Cohen's kappas were very good for all measured radiologic predictors. This coefficient was calculated for sixty randomly selected patients, in whom both the senior staff radiologist and the scoring investigators without any significant radiologic experience scored the considered radiologic abnormalities. Therefore, readers with limited experience could perform a quick but proper risk assessment in the emergency department. The reliability and convenience of the described cardiovascular and pulmonary abnormalities enable opportunities for future clinical implementation.

The results of this study provide a basis for future research. Screening for coronary artery calcification could aid in patient-specific and early risk assessment. Ultimately, earlier diagnostics and preventative measures could be initiated. Trauma patients might benefit from opportunistic screening using routine trauma CT images. However, this potential requires further study, and external validation of our findings in a comparable trauma population is needed. Furthermore, adding patient-specific risk factors to prediction models and performance analyses could result in quality improvement. Also, it could improve benchmark analysis across medical centers and medical systems.

In addition to a basis for future research, it could be interesting to assess other cardiovascular abnormalities visible on CT imaging, such as calcifications in the supra-aortic and iliac arteries. These predictors also could illustrate a worse pre-injury condition. Moreover, determining a patient-specific condition might be predictive for complications we did not investigate, such as arrhythmias, electrolyte disorders, and respiratory failure.

There were several limitations to the current study. Firstly, the models might have been overfitted due to the small number of events in the study cohort, possibly resulting in overestimating or underestimating the actual effect sizes. Furthermore, the small number of events in this study population could limit the power of our study; no (post hoc) power analysis was conducted. Secondly, coronary calcifications were scored on CT images performed according to our trauma protocol instead of electrocardiogram-guided, which is requisite in actual diagnostics. The routine imaging mode attenuates the possibility of detecting small calcifications in the coronary arteries or grading stenosis severity; however, the study situation reflects clinical practice in the trauma setting and is not intended for dedicated coronary artery disease diagnosis. Thirdly, we did not correct for competing risks using a statistical method, such as Fine and Gray modeling. Competing risks impede the occurrence of the (primary) outcome. The main competing risk in our study was death, which was part of an adverse discharge condition. We hypothesize that deceased patients were in a worse clinical state before dying than those alive were before being discharged; the development of a complication would be more likely around death than discharge. Hence, the eight deaths among 433 patients with 93 complications might have resulted in a small underestimation of the actual effect size. Lastly, patients could be included with first CT imaging up to seven days after admission. This criterion makes it harder to select the exact moment that opportunistic screening can be performed for risk assessment, and the indication for imaging will be different for early and later CT scans. However, as roughly 100% of the analyzed images were made within one day of admission, the results remain directive for early risk assessment. Furthermore, the results and conclusions were similar when only patients with a CT on the day of admission were included in the analyses (unpublished data).

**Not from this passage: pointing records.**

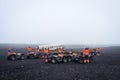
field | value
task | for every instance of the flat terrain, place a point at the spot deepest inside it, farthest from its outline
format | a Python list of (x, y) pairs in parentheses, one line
[(105, 67)]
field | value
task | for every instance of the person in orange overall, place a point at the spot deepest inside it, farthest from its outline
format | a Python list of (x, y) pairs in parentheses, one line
[(9, 49), (59, 50), (29, 49), (86, 54), (46, 52), (98, 51)]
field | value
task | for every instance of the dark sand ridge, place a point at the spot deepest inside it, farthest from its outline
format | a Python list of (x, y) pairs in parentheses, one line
[(105, 67)]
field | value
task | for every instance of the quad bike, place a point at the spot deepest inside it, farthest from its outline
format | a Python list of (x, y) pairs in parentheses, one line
[(57, 57), (15, 56), (33, 55)]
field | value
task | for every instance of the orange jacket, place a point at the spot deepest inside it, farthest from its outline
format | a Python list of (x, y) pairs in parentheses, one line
[(46, 51), (98, 49), (29, 49), (59, 50), (37, 50), (86, 52)]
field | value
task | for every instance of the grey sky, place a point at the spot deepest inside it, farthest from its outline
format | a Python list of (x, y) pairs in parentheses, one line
[(64, 21)]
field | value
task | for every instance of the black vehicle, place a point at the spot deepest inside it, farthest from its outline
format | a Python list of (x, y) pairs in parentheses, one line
[(57, 57), (69, 56), (15, 56), (80, 58), (33, 55)]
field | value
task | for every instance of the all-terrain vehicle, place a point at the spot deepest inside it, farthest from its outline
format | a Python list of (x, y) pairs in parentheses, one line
[(57, 57), (33, 55), (80, 58), (15, 56), (69, 56)]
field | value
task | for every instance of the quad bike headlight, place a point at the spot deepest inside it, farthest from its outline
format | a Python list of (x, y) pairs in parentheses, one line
[(19, 54)]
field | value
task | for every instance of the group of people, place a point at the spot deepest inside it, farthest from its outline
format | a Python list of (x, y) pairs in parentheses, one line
[(86, 52)]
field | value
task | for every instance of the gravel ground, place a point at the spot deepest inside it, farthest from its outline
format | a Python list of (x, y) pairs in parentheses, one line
[(105, 67)]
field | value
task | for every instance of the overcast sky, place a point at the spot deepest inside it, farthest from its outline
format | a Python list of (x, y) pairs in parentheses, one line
[(60, 21)]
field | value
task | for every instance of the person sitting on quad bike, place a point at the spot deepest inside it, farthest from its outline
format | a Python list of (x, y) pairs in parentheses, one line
[(98, 51), (29, 49), (46, 53), (59, 50), (86, 55)]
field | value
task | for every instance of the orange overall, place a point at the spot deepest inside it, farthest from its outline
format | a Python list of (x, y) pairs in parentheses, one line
[(86, 54)]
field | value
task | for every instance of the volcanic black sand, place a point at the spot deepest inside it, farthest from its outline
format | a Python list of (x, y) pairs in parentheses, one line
[(104, 67)]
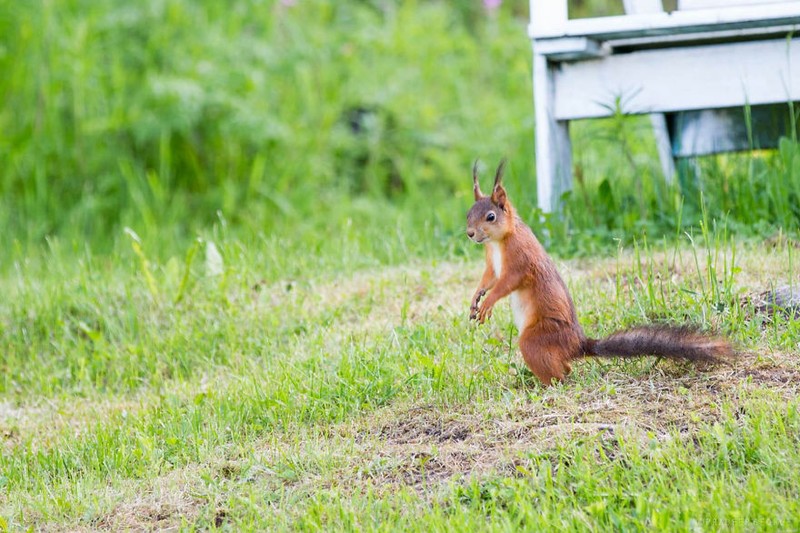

In conclusion, left main coronary artery calcification visible on routine CT imaging in level-1 trauma patients was independently associated with in-hospital complications. Furthermore, increasing multivessel coronary artery calcification visible on CT is significantly associated with an adverse discharge condition. The findings of this study may help to identify trauma patients quickly and objectively at risk for complications in an early stage without performing additional diagnostics or interventions.